What happened?  It’s hard to give advice without knowing exactly what the drama was about.  However, I will say that you should focus on restoring your relationship and not worry about your programs and bridal shower invites (the latter of which you shouldn’t be making anyway).  Your relationship with your SIL is much more important.

Post # 4
Member
1420 posts
Bumble bee
  • Wedding: September 2014 - Turf Valley

@sam.stoinski:  Without wanting reprinting everything, I would say the only thing to do is just leave it.  I mean, people will probably know that Future Sister-In-Law bailed on your wedding.  It will probably make you look like the bigger person for not having everything changed.  Just accept that she’s difficult and forget about her and her name on your papers as best you can.

Post # 6
Member
1475 posts
Bumble bee
  • Wedding: July 2014

@sam.stoinski This might be wishful thinking but don’t change anything, perhaps she will come around and she and her family will fulfil the roles they promised (for her brother’s sake). You’ve got 4 months so who knows what will happen.

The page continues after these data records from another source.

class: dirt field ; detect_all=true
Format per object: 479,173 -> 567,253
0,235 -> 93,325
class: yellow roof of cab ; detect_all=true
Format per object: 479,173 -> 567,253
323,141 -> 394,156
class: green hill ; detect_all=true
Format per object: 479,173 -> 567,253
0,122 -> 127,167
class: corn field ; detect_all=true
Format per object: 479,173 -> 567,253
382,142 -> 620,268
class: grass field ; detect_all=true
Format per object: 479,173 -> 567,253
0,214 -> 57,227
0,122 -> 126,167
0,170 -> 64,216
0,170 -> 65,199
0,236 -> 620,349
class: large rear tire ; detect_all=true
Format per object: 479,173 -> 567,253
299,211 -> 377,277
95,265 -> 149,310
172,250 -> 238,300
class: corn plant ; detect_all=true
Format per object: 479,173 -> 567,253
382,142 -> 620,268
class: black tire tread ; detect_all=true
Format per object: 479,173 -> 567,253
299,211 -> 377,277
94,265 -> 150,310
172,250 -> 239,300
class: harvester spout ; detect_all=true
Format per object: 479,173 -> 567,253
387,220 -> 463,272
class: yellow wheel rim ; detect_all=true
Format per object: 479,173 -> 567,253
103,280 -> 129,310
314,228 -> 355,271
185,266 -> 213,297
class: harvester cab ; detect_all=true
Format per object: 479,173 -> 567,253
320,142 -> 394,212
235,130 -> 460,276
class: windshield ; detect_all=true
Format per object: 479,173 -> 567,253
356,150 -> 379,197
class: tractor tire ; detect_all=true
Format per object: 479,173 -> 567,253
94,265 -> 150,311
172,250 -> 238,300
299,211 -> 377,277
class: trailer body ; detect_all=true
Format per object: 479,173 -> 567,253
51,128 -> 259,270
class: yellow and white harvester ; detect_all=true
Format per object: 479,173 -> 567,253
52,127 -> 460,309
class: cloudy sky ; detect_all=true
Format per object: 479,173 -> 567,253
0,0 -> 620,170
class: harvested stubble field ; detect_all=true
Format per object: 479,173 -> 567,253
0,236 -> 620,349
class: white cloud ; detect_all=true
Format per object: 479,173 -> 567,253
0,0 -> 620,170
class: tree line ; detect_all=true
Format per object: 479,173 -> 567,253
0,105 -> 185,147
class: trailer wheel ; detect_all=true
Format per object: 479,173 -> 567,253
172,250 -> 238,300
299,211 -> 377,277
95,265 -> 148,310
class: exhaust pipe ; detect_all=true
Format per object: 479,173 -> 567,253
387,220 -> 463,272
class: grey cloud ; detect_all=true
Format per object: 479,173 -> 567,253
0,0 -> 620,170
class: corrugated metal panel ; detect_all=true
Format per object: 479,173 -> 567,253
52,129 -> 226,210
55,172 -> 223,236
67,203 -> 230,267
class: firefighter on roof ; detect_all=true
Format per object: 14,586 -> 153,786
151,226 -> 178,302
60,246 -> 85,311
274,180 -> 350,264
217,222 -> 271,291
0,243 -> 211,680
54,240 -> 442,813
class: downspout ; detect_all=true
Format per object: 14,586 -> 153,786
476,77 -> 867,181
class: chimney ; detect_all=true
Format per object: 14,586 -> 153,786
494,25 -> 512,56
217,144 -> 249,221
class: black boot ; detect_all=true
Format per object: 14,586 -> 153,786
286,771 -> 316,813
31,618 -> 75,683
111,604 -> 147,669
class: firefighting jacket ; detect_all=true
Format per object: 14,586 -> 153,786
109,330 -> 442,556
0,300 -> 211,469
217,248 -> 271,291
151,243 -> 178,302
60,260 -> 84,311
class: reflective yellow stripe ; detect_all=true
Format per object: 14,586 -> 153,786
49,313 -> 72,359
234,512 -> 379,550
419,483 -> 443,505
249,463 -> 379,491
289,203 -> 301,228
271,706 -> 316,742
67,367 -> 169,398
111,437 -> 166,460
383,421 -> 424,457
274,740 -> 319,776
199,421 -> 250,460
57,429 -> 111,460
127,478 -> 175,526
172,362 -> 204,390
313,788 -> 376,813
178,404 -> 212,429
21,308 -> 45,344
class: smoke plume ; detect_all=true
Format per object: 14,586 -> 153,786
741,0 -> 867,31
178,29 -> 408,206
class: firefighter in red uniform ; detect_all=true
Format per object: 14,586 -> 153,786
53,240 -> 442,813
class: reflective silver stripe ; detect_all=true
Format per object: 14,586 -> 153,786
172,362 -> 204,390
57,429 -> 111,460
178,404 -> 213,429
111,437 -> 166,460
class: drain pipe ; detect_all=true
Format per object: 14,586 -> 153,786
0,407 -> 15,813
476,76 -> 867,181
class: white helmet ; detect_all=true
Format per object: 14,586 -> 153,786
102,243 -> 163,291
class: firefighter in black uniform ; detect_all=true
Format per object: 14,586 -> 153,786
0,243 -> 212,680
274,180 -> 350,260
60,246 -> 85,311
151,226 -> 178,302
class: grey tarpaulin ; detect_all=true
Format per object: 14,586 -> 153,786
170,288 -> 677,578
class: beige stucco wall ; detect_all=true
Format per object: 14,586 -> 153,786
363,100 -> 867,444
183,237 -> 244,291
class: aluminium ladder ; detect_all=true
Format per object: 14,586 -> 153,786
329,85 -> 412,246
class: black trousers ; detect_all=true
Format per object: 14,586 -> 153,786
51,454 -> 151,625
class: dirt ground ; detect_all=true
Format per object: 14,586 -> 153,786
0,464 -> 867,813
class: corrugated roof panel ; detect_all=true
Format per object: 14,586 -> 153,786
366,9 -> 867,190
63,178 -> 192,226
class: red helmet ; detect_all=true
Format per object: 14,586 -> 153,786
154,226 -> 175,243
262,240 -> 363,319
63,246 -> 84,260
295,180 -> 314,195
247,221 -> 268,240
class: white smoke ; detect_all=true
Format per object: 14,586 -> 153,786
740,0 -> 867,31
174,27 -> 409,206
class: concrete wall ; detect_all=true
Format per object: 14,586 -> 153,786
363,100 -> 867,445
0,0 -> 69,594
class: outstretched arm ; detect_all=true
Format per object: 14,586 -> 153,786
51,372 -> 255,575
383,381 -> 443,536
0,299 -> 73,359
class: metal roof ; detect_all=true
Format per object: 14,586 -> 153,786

As for your relationship with her, that may also come around over time…

Post # 10
Member
9916 posts
Buzzing Beekeeper
  • Wedding: June 2013

@sam.stoinski:  What exactly is the problem?  She said she is only being in the wedding for her brother…and then she accused you of something…and now she’s not in the wedding?  What happened?

Post # 12
Member
3572 posts
Sugar bee
  • Wedding: September 2011

Wow you printed your stuff very early. Why were you involved with the printing of shower invitations?

You should not be more worried about the invites and programs than mending her relationship with her.  Even if your Future Sister-In-Law is a major jerk, you need to fix this.  This is your future family. 

Post # 14
Member
3572 posts
Sugar bee
  • Wedding: September 2011

I think your attitude says it all.   I can’t imagine your Fiance is happy with your priorities right now.

 

Post # 15
Member
7385 posts
Busy Beekeeper

@sam.stoinski:  Why is her name on the invites though? You being involved with the shower invite, yeah weird. As for the other stuff,  just change the programs and be done with it. Frankly if she said she wants to support her brother thats her perogrative. Yall don’t have to be freinds. But I do get that standing as a Bridesmaid or Best Man she shouldn’t have made that statement. But she’s not necessarily “wrong” for feeling that way. She saved you the trouble, she removed herself. Just make sure there is not back and forth “I’m in, I’m out”. 

 

What does your Fiance say about this?